Sharing constructive feedback can be difficult and confrontational for both parties involved. When sharing constructive feedback, you’re in control of what and how you say it and this will impact how your colleague receives the feedback. While it may be difficult at first, it is important that you encourage each other to improve cooperation and performance continuously. Learning is not an event, but a constant in everyday work life.

  1. Keep a healthy relationship

    Overall, business is built on relationships. As colleagues, you see each other every day, so it’s important to foster that relationship and invest in it. Shared feedback is part of that investment, but comes with the responsibility to ensure your feedback will be helpful for the other person.

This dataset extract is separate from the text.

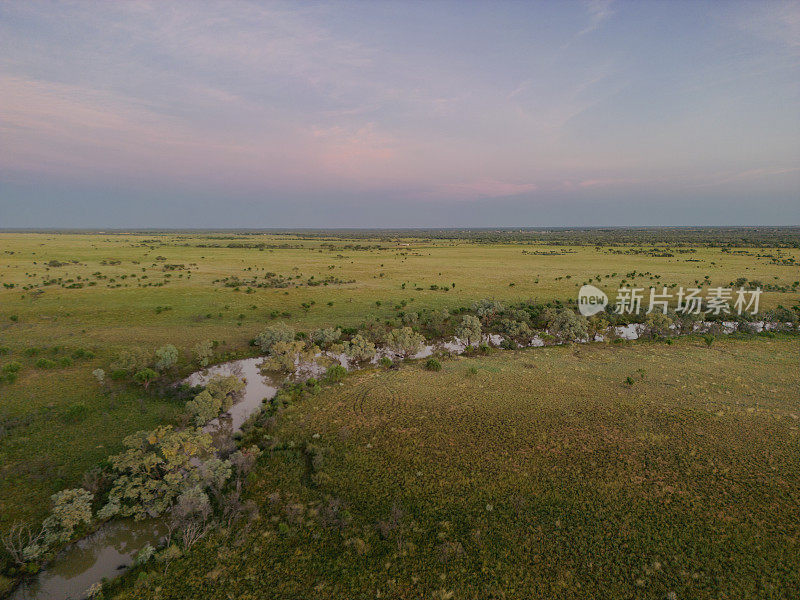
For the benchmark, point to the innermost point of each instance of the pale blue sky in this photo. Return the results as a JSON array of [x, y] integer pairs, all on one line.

    You can make it helpful by focusing your feedback on behaviors that affect everyday business. Also, a friendly tone will make it easier for the receiving end to accept your feedback, as the French say ‘C’est le ton qui fait la musique’!
  2. Be clear and specific

    Especially as a manager, it’s part of your job to share feedback to help peers and direct reports with their growth. A proven way to do this is to provide actionable feedback and specific examples.

    For example: 'I’ve noticed that when speaking with customers you sometimes miss the opportunity to tell them about…' as opposed to 'you need to close more sales'. The latter will not give others enough information to make small adjustments / modifications in their approach

    Clear, actionable and specific feedback encourages others to recall past behavior and think about what actions they could take to change their performance.